Il faudrait revoir ces cas avec fermeté et pédagogie. Ou gérontogogie.
J'ajoute un élément que je tiens de ma source bien placée ! Constat suivant, qui doit être pris en compte pour envisager un changement du service public par les agents eux-mêmes, qui selon ton avis sont les mieux placés pour (1) voir ce qu'il faut changer et pour (2) le faire, ce changement pour un meilleur service dans le même coût pour le citoyen.
Donc le constat a trait à la culture de management de la fonction publique : les situations seraient fréquentes où les hauts fonctionnaires (=pilotes de chasse) prennent leurs subordonnés (=mécaniciens) pour moins compétents qu'ils ne sont. A la longue, le mécanicien finit par faire le boulot qu'on lui reconnaît : un mauvais boulot ou pas de boulot. Cela fait moins souffrir que de se donner du mal pour, au final, se faire mépriser ! De son côté, le haut fonctionnaire noblement diplômé a du mal à penser qu'il aurait pu faire une erreur ; et un esprit de solidarité opportun le pousse à penser la même chose pour... tout son corps ! Apparemment c'est une culture solidement ancré et qui s'auto-entretient convenablement. Le déterminant "ENA / X ou pas ... ?" influence trop la relation de travail, la confiance et la reconnaissance.
Ma source (unique hélas) fait l'expérience qu'avec une autre pratique de management (les trucs classiques qu'on apprend en formation continue : prendre au sérieux l'avis de l'agent, reconnaître une bonne réalisation, etc.), des personnes déprimées et jouant comme des freins dans un contexte "traditionnel", peuvent littéralement changer de comportement vers la performance et la coopération.
A mon avis c'est un ressort à prendre très au sérieux, car cela concerne au moins quelques centaines de milliers d'agents ! En tout cas beaucoup à des postes clés (gérés par des énarques).
@triton
"Pour le reste est-ce bien le moment d'avoir une pratique antikeynésienne qui aboutira à réduire encore la consommation en s'attaquant aux services publics ?"

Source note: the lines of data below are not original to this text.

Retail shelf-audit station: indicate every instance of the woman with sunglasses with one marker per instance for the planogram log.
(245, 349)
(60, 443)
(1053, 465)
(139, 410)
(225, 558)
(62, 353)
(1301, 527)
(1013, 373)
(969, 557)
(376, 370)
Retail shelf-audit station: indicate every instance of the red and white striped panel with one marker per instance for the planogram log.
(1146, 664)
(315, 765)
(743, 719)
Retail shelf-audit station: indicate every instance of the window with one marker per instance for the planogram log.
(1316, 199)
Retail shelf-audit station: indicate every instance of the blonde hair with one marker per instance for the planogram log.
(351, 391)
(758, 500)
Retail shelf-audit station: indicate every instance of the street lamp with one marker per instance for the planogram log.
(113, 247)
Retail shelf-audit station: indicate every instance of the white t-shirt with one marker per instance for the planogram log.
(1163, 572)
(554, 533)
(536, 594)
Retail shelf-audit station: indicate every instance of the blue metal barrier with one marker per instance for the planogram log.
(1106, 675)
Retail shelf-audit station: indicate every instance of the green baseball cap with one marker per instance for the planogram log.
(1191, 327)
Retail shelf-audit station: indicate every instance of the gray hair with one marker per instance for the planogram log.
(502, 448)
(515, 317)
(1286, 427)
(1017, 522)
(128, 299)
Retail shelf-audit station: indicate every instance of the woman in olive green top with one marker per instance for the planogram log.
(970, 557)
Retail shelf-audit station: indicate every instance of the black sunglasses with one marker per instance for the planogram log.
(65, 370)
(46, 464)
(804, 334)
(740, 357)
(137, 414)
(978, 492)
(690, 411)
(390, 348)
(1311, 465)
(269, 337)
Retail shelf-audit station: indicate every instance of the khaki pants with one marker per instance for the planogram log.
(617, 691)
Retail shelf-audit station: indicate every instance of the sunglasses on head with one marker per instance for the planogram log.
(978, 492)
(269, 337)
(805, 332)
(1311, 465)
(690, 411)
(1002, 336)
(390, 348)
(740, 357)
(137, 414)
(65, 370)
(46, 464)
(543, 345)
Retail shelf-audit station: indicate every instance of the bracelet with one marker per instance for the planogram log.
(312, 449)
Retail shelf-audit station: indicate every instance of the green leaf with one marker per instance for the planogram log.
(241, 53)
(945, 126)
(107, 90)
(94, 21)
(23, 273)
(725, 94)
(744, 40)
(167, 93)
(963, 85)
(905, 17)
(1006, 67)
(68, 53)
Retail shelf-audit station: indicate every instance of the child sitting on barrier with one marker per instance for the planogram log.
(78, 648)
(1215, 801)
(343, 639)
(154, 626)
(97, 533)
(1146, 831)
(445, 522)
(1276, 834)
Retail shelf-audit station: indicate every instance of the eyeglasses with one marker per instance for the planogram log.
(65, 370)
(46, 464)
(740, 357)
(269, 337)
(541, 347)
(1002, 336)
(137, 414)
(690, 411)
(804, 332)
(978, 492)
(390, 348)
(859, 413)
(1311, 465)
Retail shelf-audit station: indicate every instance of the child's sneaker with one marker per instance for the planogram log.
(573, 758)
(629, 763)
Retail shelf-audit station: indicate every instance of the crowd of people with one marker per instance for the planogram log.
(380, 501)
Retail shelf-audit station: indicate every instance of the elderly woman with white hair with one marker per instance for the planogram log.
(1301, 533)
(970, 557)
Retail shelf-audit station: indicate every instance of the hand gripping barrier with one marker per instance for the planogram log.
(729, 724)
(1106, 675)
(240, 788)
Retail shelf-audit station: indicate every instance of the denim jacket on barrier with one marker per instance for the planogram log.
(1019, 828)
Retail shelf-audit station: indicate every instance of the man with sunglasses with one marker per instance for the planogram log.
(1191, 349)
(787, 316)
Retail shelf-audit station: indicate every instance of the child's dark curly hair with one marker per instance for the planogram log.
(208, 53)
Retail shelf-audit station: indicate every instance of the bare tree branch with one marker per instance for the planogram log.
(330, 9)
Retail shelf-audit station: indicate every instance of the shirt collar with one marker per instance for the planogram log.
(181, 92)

Keynes inspirait la politique américaine sur une économie très fermée.
Chez nous en 2014, il faudrait faire une politique keynésienne à l'échelle européenne. Et en visant plutôt les dépenses "utiles" et concurrentielles par rapport au reste du monde: recherche industrielle ou médicale, transition énergétique, nouveaux services non délocalisables. Cela ne passe pas nécessairement par de l'emploi public ni par des systèmes d'allocations, ni par des avantages fiscaux pour le secteur public ou des élus.
Donc ne pas baisser le budget de l'Etat d'accord, mais économiser là où il faut pour dépenser mieux ailleurs.